Leseprobe
Inhaltsverzeichnis
1. Einleitung
1.1 Fragestellung
1.2 Aktuelle Relevanz des Themas
1.3 Darstellung der Vorgehensweise
2. Hauptteil
2.1 Klärung der zugrundeliegenden Begriffe
2.1.1 Labeling Approach
2.1.2 Devianz / Primäre und sekundäre Devianz
2.1.3 Normen
2.1.4 Sanktionen
2.2 Inwiefern wurde Enes durch Labeling Approach zu einem Abweichler gemacht? Anwendung des Etikettierungsansatzes auf das Fallbeispiel Enes
3. Fazit
3.1 Nutzen des Etikettierungsansatzes für das Fallbeispiel Enes
3.2 Bedeutung für die heilpädagogische Praxis
4. Literaturverzeichnis
1. Einleitung
1.1 Fragestellung
,,Ist der Ruf erst ruiniert, lebt es sich ganz ungeniert“
– zunächst klingt es wie ein lustiges Sprichwort, doch in Wirklichkeit beinhalten diese Worte sehr viel Wahrheit.
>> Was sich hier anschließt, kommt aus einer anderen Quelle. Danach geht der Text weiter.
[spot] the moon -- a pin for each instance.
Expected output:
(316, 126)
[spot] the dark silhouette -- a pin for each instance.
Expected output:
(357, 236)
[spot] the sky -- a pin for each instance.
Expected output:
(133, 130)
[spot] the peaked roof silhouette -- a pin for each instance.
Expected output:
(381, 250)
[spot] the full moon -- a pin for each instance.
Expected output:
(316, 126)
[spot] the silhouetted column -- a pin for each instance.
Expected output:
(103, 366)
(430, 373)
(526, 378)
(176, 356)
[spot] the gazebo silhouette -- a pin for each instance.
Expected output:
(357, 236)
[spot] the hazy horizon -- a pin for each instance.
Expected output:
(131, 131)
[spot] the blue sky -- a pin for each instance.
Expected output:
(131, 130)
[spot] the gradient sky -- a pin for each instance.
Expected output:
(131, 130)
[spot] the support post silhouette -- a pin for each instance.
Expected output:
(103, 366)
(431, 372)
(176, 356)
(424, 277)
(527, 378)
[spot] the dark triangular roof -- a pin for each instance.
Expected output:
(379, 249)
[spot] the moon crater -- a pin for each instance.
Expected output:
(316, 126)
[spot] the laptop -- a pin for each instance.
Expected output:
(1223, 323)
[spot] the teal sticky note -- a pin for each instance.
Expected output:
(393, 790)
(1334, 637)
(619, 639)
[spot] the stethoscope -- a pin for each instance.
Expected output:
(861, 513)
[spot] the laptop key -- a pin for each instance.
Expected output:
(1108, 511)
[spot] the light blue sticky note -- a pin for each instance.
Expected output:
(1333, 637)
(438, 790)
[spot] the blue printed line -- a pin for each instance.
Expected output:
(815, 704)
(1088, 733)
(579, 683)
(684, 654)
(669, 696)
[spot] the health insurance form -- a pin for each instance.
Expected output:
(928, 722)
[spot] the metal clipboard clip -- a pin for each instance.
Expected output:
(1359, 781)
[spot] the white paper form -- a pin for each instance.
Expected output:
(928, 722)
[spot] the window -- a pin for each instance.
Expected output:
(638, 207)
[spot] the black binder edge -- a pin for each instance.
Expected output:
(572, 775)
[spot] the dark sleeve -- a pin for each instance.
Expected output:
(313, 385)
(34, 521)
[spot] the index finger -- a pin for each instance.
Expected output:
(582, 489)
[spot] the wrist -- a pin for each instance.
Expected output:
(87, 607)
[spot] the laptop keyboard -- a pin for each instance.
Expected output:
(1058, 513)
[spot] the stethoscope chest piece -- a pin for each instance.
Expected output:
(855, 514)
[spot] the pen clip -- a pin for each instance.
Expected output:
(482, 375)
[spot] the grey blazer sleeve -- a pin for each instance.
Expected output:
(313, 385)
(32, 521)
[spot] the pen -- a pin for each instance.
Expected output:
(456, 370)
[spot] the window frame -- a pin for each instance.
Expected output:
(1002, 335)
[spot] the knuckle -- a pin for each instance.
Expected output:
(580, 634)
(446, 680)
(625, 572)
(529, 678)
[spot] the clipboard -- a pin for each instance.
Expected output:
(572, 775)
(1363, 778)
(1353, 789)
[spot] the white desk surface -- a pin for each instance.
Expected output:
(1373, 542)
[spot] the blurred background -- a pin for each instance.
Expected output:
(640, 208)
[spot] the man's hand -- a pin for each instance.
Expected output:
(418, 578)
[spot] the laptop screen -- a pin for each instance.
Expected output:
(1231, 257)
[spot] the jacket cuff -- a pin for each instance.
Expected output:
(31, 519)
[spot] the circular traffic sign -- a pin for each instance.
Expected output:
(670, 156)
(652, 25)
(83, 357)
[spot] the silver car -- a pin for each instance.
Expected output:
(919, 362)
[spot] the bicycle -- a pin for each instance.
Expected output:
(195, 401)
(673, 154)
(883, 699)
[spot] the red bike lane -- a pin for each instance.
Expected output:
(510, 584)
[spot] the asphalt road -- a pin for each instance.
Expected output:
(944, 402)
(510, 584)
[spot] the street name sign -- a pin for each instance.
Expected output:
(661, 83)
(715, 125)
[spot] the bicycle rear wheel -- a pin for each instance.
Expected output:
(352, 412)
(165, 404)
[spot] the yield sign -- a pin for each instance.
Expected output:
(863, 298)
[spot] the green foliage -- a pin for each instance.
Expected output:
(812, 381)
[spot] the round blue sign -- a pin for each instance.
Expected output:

Im Hinblick auf diese Redewendung stelle ich mir die Frage, inwiefern Enes aus meinem Praxisbeispiel durch sein angeblich abweichendes Verhalten Labeling Approach erfährt und was das für seine weitere Zukunft bedeutet. Ich möchte näher betrachten, wie unsere Gesellschaft mit sogenanntem devianten Verhalten umgeht, wieso oder wann gelabelt wird, wer gelabelt wird und was dadurch mit dem Individuum geschieht. Mein Ziel ist es, diese Fragen anhand des Praxisbeispiels von Enes beantworten zu können und eine Schlussfolgerung daraus zu ziehen.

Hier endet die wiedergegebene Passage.